App crashes on a specific device
Memory and CPU constraints differ across iPhone generations. If older devices crash, first check whether any images or animations are particularly heavy. Rork's community forums are a good place to report device-specific issues.
What Companion Catches, and What It Quietly Misses
Once Companion is working, it is tempting to think "it ran on a real device, so we're fine." But what you can verify through Companion is not the same as what you can verify in a store build.
Companion loads the JavaScript bundle from your host machine, so it reproduces JS-layer problems very well: broken layouts, tap targets that are too small, scrolling that catches, fonts that render differently than expected. Companion will surface all of that.
What it will not show you:
- The real transition speed from the splash screen (the bundle loads through a different path)
- Native module initialization failures (Companion already bundles them, so they succeed)
- Permission dialog copy that only appears after submission (
Info.plisttiming)
I once had a camera feature that behaved perfectly in Companion and then crashed in the TestFlight build because I had never filled in the permission usage description.

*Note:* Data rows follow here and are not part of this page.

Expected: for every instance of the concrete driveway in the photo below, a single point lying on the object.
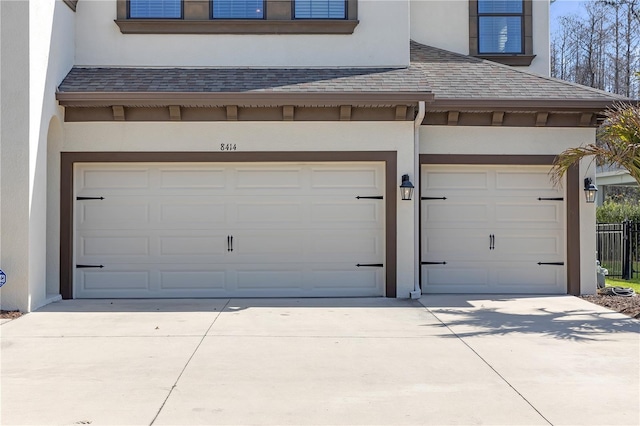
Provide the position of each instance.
(441, 360)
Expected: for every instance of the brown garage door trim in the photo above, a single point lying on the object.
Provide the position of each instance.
(572, 202)
(68, 159)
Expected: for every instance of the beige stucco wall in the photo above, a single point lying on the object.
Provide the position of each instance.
(524, 141)
(445, 24)
(380, 39)
(37, 52)
(14, 153)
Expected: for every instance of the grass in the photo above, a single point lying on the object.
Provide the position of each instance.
(634, 283)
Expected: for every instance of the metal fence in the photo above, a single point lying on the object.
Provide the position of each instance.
(618, 246)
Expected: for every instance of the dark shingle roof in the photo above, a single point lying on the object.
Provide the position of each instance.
(239, 80)
(432, 72)
(455, 76)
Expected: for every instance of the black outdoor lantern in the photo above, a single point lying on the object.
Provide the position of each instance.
(406, 188)
(590, 190)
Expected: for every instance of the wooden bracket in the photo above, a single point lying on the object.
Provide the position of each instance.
(401, 113)
(232, 113)
(174, 113)
(497, 118)
(542, 118)
(287, 112)
(345, 113)
(585, 119)
(118, 113)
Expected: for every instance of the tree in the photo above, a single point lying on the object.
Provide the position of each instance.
(617, 144)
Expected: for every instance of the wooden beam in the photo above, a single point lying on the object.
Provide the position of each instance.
(401, 113)
(452, 118)
(541, 119)
(345, 113)
(585, 119)
(174, 113)
(232, 113)
(118, 113)
(287, 112)
(497, 118)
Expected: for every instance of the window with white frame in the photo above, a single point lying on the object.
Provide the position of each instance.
(500, 26)
(237, 16)
(155, 9)
(238, 9)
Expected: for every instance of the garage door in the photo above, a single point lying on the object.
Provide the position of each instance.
(222, 230)
(491, 229)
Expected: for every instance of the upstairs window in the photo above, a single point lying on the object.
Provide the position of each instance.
(320, 9)
(500, 26)
(155, 9)
(238, 9)
(236, 16)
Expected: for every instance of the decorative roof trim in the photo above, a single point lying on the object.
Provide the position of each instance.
(94, 99)
(565, 105)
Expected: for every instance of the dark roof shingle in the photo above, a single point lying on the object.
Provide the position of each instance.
(432, 72)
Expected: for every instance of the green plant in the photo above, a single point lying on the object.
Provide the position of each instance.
(618, 144)
(612, 212)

The safe mental model is to treat Companion as the final UI check and TestFlight as the final native check.
If the connection itself is unreliable, see "Rork Companion Not Connecting or Showing Preview?", and if you want to test on a device before enrolling in the Apple Developer Program, "Rork Companion: Test Your iPhone App on a Real Device" covers that route.
Where Companion Fits in the Path to Launch
Rork's workflow runs in one line — design, code, and test in the browser, all the way to a two-click App Store submission. Within that flow, Companion's job is the final real-device check before you press publish.
That said, Companion is a preview tool, not a substitute for full testing. Before submitting to the App Store, you'll want more thorough checks, including TestFlight builds across multiple devices. But for the "does this actually feel good to use?" question, Companion is the fastest answer.
If you haven't tried it on a real device yet, scan a QR code now — before you take the design any further.